Birth of a SalesmanPosted on Wednesday, July 2nd, 2003 by Joseph C.Panettieri
Birth of a Salesman
(Photo by Patrick Harbron)
You don’t need a sales team to successfully sell your products and services. In fact, many entrepreneurs have discovered virtual sales teams—and they don’t have to pay them a dime.
Clayton Banks runs a media business with fewer than 10 employees. Yet he influences powerful trade associations, attends gala black-tie events and even rubs elbows with former president Bill Clinton.
Each time Banks shakes hands with a new ally, it creates another potential revenue stream for his Manhattan-based company, Ember Media (www.embermedia.com). Founded in 1998, Ember Media produces multimedia CD-ROMs, Web sites and marketing materials for Fortune 500 companies, colleges and nonprofit organizations.
Instead of hiring a dedicated (and costly) sales force, Banks depends on his reliable network of trade associations, business executives and freelance Internet experts to recommend Ember Media’s services. Through this virtual sales team, Ember Media has won lucrative five- and six-figure contracts with PepsiCo Inc., Showtime and VH-1, among other major companies.
Ember Media’s sales strategy isn’t unique. Faced with unpredictable cash flow and an uncertain economy, many small-business owners rely on virtual sales teams to boost revenues. These ad hoc teams typically include freelance consultants, strategic partners, suppliers, trade associations and outsourcing relationships.

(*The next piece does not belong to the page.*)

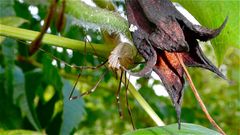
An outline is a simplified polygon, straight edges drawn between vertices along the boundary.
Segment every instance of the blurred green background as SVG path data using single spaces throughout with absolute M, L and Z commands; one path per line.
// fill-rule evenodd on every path
M 123 1 L 114 1 L 114 5 L 123 13 Z M 42 20 L 48 11 L 49 2 L 34 0 L 0 0 L 0 17 L 16 16 L 25 21 L 10 20 L 20 28 L 40 31 Z M 36 10 L 36 13 L 31 11 Z M 80 10 L 80 9 L 79 9 Z M 66 27 L 61 36 L 82 40 L 86 35 L 93 43 L 104 43 L 101 30 L 93 30 L 81 25 L 74 25 L 66 15 Z M 2 23 L 2 22 L 1 22 Z M 1 29 L 1 28 L 0 28 Z M 51 34 L 58 32 L 54 23 Z M 2 39 L 2 38 L 1 38 Z M 113 73 L 108 73 L 98 89 L 81 99 L 68 100 L 68 95 L 76 81 L 78 70 L 55 61 L 48 54 L 38 51 L 27 58 L 27 41 L 4 38 L 0 45 L 0 134 L 6 130 L 31 130 L 40 134 L 121 134 L 132 130 L 124 92 L 122 108 L 124 118 L 120 119 L 116 104 L 116 90 L 119 81 Z M 238 43 L 239 44 L 239 43 Z M 42 48 L 52 55 L 70 64 L 97 65 L 104 59 L 91 54 L 43 45 Z M 205 45 L 206 56 L 216 63 L 212 46 Z M 196 88 L 205 102 L 209 113 L 227 134 L 240 134 L 240 50 L 230 47 L 220 66 L 228 80 L 222 80 L 215 74 L 189 68 Z M 81 92 L 90 89 L 106 69 L 84 70 L 77 89 Z M 176 114 L 169 97 L 157 96 L 148 79 L 137 81 L 139 92 L 165 122 L 176 123 Z M 124 90 L 124 88 L 122 88 Z M 188 84 L 185 85 L 182 106 L 182 122 L 194 123 L 212 128 L 201 111 L 200 106 Z M 78 94 L 78 93 L 75 93 Z M 129 96 L 133 120 L 137 128 L 156 126 L 137 101 Z M 18 133 L 16 133 L 18 134 Z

Building a virtual sales team isn’t easy. Potential pitfalls include unpredictable business partners, unreliable trade associations and unresponsive outsourcing relationships. But the potential upside is attractive. What follows are four examples of companies that have leveraged virtual sales teams.
Ember Media has worked closely with industry associations to secure paid sponsorships for an educational CD-ROM featuring president Clinton. ? Sequel Data Systems Inc., a small technology consulting firm in Austin, Texas, leveraged a strategic sales partnership with Hewlett-Packard to generate record first-quarter revenue.

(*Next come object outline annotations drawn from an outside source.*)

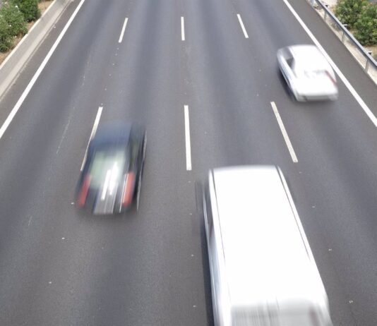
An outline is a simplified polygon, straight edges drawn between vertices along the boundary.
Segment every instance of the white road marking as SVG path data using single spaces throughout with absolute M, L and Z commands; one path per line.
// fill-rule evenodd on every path
M 184 18 L 183 17 L 181 17 L 181 35 L 182 37 L 182 41 L 184 41 Z
M 238 20 L 239 21 L 239 25 L 241 25 L 241 28 L 242 28 L 242 32 L 244 32 L 244 35 L 245 35 L 245 37 L 246 39 L 249 38 L 249 35 L 247 35 L 246 30 L 245 28 L 245 26 L 244 26 L 244 23 L 242 23 L 242 19 L 241 18 L 241 16 L 239 13 L 237 13 Z
M 30 90 L 32 89 L 32 86 L 34 85 L 34 84 L 37 81 L 37 79 L 38 79 L 38 77 L 40 76 L 40 75 L 41 74 L 42 71 L 43 71 L 43 69 L 46 66 L 46 64 L 47 64 L 47 62 L 49 61 L 49 59 L 52 56 L 52 54 L 54 53 L 54 52 L 56 49 L 57 46 L 60 43 L 60 41 L 61 41 L 61 39 L 64 36 L 64 34 L 66 34 L 68 28 L 69 28 L 69 26 L 72 23 L 72 21 L 73 20 L 73 19 L 75 18 L 76 16 L 78 13 L 78 11 L 80 10 L 81 6 L 84 4 L 85 1 L 85 0 L 81 0 L 80 4 L 78 4 L 78 6 L 76 8 L 75 11 L 73 12 L 73 13 L 72 14 L 72 16 L 71 16 L 69 20 L 68 20 L 68 22 L 66 24 L 66 25 L 64 26 L 64 28 L 63 28 L 63 30 L 61 32 L 61 33 L 59 35 L 58 38 L 55 41 L 55 43 L 54 43 L 54 45 L 52 45 L 52 47 L 49 51 L 49 53 L 47 54 L 46 57 L 43 59 L 43 61 L 42 62 L 42 64 L 40 64 L 40 67 L 38 68 L 38 70 L 35 72 L 35 73 L 32 76 L 32 79 L 30 80 L 30 81 L 28 84 L 28 86 L 26 86 L 26 88 L 25 89 L 25 90 L 22 93 L 21 96 L 20 97 L 20 98 L 17 101 L 17 103 L 16 103 L 14 107 L 12 109 L 12 111 L 11 111 L 11 113 L 9 114 L 9 115 L 8 116 L 6 119 L 5 120 L 4 123 L 1 126 L 1 128 L 0 128 L 0 139 L 1 139 L 1 138 L 3 137 L 3 135 L 4 134 L 5 131 L 6 131 L 6 129 L 8 128 L 9 125 L 11 124 L 11 122 L 12 122 L 12 120 L 13 119 L 14 116 L 17 114 L 17 111 L 18 111 L 18 109 L 21 107 L 22 104 L 23 103 L 23 101 L 25 100 L 25 99 L 26 98 L 26 97 L 28 96 L 28 95 L 30 92 Z
M 90 143 L 90 140 L 92 139 L 92 138 L 95 135 L 95 132 L 97 131 L 97 127 L 98 127 L 98 123 L 100 123 L 100 119 L 101 118 L 101 114 L 102 114 L 102 109 L 103 107 L 100 107 L 98 108 L 98 111 L 97 111 L 97 116 L 95 117 L 93 128 L 92 128 L 90 137 L 89 138 L 89 141 L 88 142 L 88 145 L 86 145 L 85 155 L 84 156 L 84 159 L 83 159 L 83 164 L 81 164 L 81 169 L 80 171 L 83 171 L 83 169 L 84 168 L 84 164 L 86 161 L 86 155 L 88 155 L 88 147 L 89 147 L 89 143 Z
M 190 141 L 188 105 L 184 106 L 184 133 L 186 138 L 186 169 L 187 171 L 191 171 L 191 145 Z
M 368 117 L 371 119 L 373 124 L 376 127 L 377 127 L 377 118 L 376 118 L 376 116 L 372 113 L 371 109 L 368 107 L 368 106 L 365 104 L 365 102 L 363 101 L 360 95 L 357 93 L 357 92 L 355 90 L 355 89 L 352 87 L 352 85 L 350 84 L 350 83 L 347 80 L 347 79 L 345 78 L 345 75 L 340 71 L 340 69 L 337 68 L 337 66 L 335 65 L 334 61 L 331 59 L 330 56 L 326 53 L 325 51 L 325 49 L 321 45 L 320 42 L 317 40 L 317 39 L 315 37 L 315 36 L 313 35 L 313 33 L 310 31 L 310 30 L 308 28 L 308 27 L 305 25 L 304 21 L 300 18 L 297 13 L 294 11 L 294 9 L 292 8 L 292 6 L 289 4 L 289 3 L 287 0 L 283 0 L 283 1 L 285 3 L 287 6 L 288 7 L 288 9 L 292 12 L 294 18 L 297 20 L 297 21 L 299 23 L 299 24 L 302 26 L 302 28 L 304 28 L 304 30 L 306 32 L 306 34 L 309 35 L 309 37 L 311 39 L 313 42 L 317 46 L 317 47 L 319 49 L 319 50 L 321 52 L 322 54 L 326 58 L 328 61 L 330 63 L 335 73 L 337 73 L 339 78 L 342 80 L 345 85 L 348 88 L 348 90 L 349 90 L 349 92 L 352 95 L 352 96 L 354 97 L 356 101 L 359 103 L 360 107 L 361 107 L 361 109 L 364 111 L 364 112 L 366 114 Z
M 288 150 L 289 151 L 289 154 L 291 155 L 292 160 L 294 163 L 297 163 L 299 162 L 297 160 L 297 157 L 296 156 L 296 153 L 294 152 L 294 150 L 293 149 L 292 143 L 289 140 L 289 137 L 287 133 L 287 131 L 285 130 L 285 127 L 284 126 L 284 123 L 282 123 L 282 118 L 280 117 L 280 114 L 279 114 L 279 111 L 277 111 L 277 108 L 276 107 L 275 102 L 271 102 L 271 107 L 273 107 L 273 110 L 274 111 L 275 116 L 276 116 L 276 120 L 277 120 L 277 123 L 279 124 L 279 127 L 280 127 L 280 130 L 282 131 L 284 140 L 285 140 L 285 143 L 287 144 L 287 147 L 288 147 Z
M 127 26 L 128 21 L 128 18 L 126 17 L 126 18 L 124 18 L 124 23 L 123 23 L 123 27 L 121 28 L 121 35 L 119 36 L 118 43 L 121 43 L 121 41 L 123 40 L 123 35 L 124 35 L 124 31 L 126 30 L 126 26 Z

Sky Media Corp., a minority-owned publisher in Manhattan, joined several trade organizations to increase its annual revenue more than 25 percent last year.

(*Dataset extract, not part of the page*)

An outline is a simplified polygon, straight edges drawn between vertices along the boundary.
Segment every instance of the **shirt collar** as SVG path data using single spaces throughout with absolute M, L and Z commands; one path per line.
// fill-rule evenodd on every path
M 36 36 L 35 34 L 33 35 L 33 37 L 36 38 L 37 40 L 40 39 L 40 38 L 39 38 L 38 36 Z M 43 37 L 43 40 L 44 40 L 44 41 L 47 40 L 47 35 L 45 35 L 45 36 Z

Store24 Inc., a chain of convenience stores in New England, partnered with one of its major suppliers—Pepsi Bottling Group—to design and launch an e-commerce system that boosted the chain’s profit margins.
When Banks launched Ember Media in 1998, most of its initial rivals were advertising heavily and signing strategic partnerships with glitzy dot-com companies.
Instead of running toward the Internet spotlight, Banks worked in the shadows and developed strong relationships with lasting industry organizations, colleges and Fortune 500 firms. For instance, Banks serves on the board of directors for the National Association of Minorities in Communications (www.namic.com), or NAMIC.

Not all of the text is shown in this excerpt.